An Arkansas jury awarded $1 million in damages to the victim of a motorcycle accident who lost part of his leg. The Plaintiff claimed damages for being hit by a car that pulled out in front of him. As more and more people are riding motorcycles and motor scooters on Arkansas roads and highways due to high gas prices, serious personal injuries from motorcycle accidents are happening more often.
A recent report by the National Highway Traffic Safety Administration found that the number of people killed in traffic accidents decreased 3.9% in 2007. However, motorcyclist fatalities increased for the tenth consecutive year, rising 6.6% in 2007 to 5,154, the highest number since the National Highway Transportation Safety Administration began recording fatality crash data in 1975. Motorcyclists accounted for 13% of all traffic fatalities in 2007. Further, the number of motorcyclists injured in traffic accidents increased by an even greater amount. Approximately 103,000 motorcyclists were injured in traffic accidents in 2007, an increase of 17%.
There are many opinions regarding why this increase is occurring. From my experience, other drives do not pay attention to motorcycles and do not follow the Rules of the Road when encountering a motorcycle. The NHTSA has adopted the following model Share the Road recommendations that it hopes will help educate drivers of motor vehicles on the importance of sharing the roads safely with motorcyclists.

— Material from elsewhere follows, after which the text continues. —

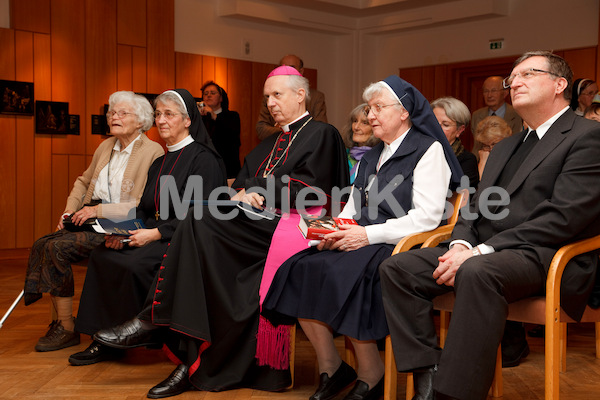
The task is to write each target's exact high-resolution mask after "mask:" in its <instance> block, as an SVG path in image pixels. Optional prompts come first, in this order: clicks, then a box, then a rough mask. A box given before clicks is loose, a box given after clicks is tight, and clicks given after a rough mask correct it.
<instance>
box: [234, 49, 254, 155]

* Motorcycles are vehicles with the same rights and privileges as any vehicle on the roadway.
* Allow the motorcyclist a full lane width. Although it may seem as though there is enough room in the traffic lane for an automobile and a motorcycle, remember the motorcycle needs the room to maneuver safely. Do not share the lane.
* Approximately one-half of all motorcycle crashes involve another motor vehicle. Nearly 40 percent were caused by the other vehicle turning left in front of the motorcyclist.
* Motorcycles are small and may be difficult to see. Motorcycles have a much smaller profile than vehicles, which can make it more difficult to judge the speed and distance of an approaching motorcycle.
* Always signal your intentions before changing lanes or merging with traffic. This allows the motorcyclist to anticipate traffic flow and find a safe lane position.
* Remember that motorcyclists are often hidden in a vehicle’s blind spot or missed in a quick look due to their smaller size. Always make a visual check for motorcycles by checking mirrors and blind spots before entering or leaving a lane of traffic and at intersections.
* Don’t be fooled by a flashing turn signal on a motorcycle – motorcycle signals usually are not self-cancelling and riders sometimes forget to turn them off. Wait to be sure the motorcycle is going to turn before you proceed.
* Remember that road conditions which are minor annoyances to you pose major hazards to motorcyclists. Motorcyclists may change speed or adjust their position within a lane suddenly in reaction to road and traffic conditions such as potholes, gravel, wet or slippery surfaces, pavement seams, railroad crossings, and grooved pavement.
* Allow more following distance, three or four seconds, following a motorcycle so the motorcyclist has enough time to maneuver or stop in an emergency. In dry conditions motorcycles can stop more quickly than cars.